At its core, rideshare matching is a resource allocation problem: match drivers and passengers to maximize some utility. There were many parallels across different fields, all of which were using algorithmic decision making to allocate resources, such as kidney exchange, school choice, network bandwidth allocation and refugee shelter allocation. Fairness in resource allocation had been studied for decades, and it was getting more popular with this increase in the use of algorithmic techniques.

An important cog in recent work on resource allocation, and a major influence on my research, was the seminal work by Mnih et al. on Deep Q-Networks (DQNs)[4], which led to the boom of deep reinforcement learning. Rather than allocating resources based on the immediate value we could derive from them, non-myopic utility estimation allows us to make good long-term decisions. Deep reinforcement learning proved to be the way forward, using neural networks to estimate future values of current states.

Solutions like NeurADP are complex, with a lot of moving parts, including something akin to a DQN value function. In domains with a temporal component, where agents could re-enter the system, ensuring fairness is a much harder problem. The two areas of algorithmic (ML) fairness and fair resource allocation had been mostly independent. Fairness in resource allocation was well-studied, but in the context of knowing the correct utilities. Further, repeated allocations were a lesser-known subset of this class of problems. On the other hand, there was a huge body of prior work on fairness in machine learning that could be applied to value function estimation, but it focused on classification and regression problems rather than resource allocation. There was a clear gap at the intersection of these ideas.

Solving the fairness problem in NeurADP required combining concepts from resource allocation, fair allocation, deep reinforcement learning and algorithmic fairness, forming the crux of my thesis research. The ideas of statistical parity[3,2] and max-min fairness informed my approach to fairness in my research, where I attempted to marry these schools of thought. My initial approach of using incentives to guide the allocation towards fairness saw success, both at improving fairness and allowing the easy tuning of the fairness-efficiency trade-off. This approach also translated to a variety of problem instances apart from ridesharing.

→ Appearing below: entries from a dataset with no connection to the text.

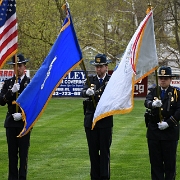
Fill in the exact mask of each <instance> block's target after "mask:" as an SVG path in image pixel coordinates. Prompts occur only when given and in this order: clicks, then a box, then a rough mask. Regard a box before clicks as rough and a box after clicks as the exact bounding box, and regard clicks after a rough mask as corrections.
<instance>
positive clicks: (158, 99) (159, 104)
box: [152, 99, 162, 107]
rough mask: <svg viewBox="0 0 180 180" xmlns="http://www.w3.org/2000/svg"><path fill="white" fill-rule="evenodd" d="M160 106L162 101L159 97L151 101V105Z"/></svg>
mask: <svg viewBox="0 0 180 180" xmlns="http://www.w3.org/2000/svg"><path fill="white" fill-rule="evenodd" d="M161 106H162V102H161V100H159V99H156V100H154V101H153V103H152V107H161Z"/></svg>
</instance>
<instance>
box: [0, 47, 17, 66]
mask: <svg viewBox="0 0 180 180" xmlns="http://www.w3.org/2000/svg"><path fill="white" fill-rule="evenodd" d="M17 51H18V50H17V49H16V50H14V51H13V52H12V53H11V54H9V55H8V56H7V57H6V59H5V60H4V61H3V62H2V64H1V65H0V69H1V68H2V67H3V66H4V64H5V63H6V61H7V60H8V59H10V58H11V57H12V56H14V55H15V54H16V53H17Z"/></svg>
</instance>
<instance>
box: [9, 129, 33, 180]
mask: <svg viewBox="0 0 180 180" xmlns="http://www.w3.org/2000/svg"><path fill="white" fill-rule="evenodd" d="M21 131H22V128H14V127H13V128H6V137H7V143H8V157H9V175H8V180H26V175H27V160H28V149H29V146H30V132H29V133H28V134H27V135H25V136H23V137H22V138H18V137H16V136H18V135H19V133H20V132H21ZM18 153H19V158H20V163H19V169H18Z"/></svg>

Influenced by all of the above, my research focus is on improving the long-term fairness and efficiency in this intersectional field. I aim to use techniques from the algorithmic fairness literature and develop a three-pronged take on fair allocation, by looking at fairness interventions before, during and after the learning of the value function estimator.

References

[1] Julia Angwin, Jeff Larson, Surya Mattu, and Lauren Kirchner. 2016. Machine bias. In Ethics of data and analytics. Auerbach Publications, 254–264.

[2] Sam Corbett-Davies, Emma Pierson, Avi Feller, Sharad Goel, and Aziz Huq. 2017. Algorithmic decision making and the cost of fairness. In KDD ’17. 797–806.

[3] Michael Feldman, Sorelle A. Friedler, John Moeller, Carlos Scheidegger, and Suresh Venkatasubramanian. 2015. Certifying and Removing Disparate Impact. In KDD’15. 259–268.

[4] Volodymyr Mnih, Koray Kavukcuoglu, David Silver, Alex Graves, Ioannis Antonoglou, Daan Wierstra, and Martin Riedmiller. 2013. Playing Atari with Deep Reinforcement Learning. arXiv preprint arXiv:1312.5602 (2013).

[5] Sanket Shah, Meghna Lowalekar, and Pradeep Varakantham. 2020. Neural Approximate Dynamic Programming for On-Demand Ride-Pooling. In Proceedings of the AAAI Conference on Artificial Intelligence. 507–515.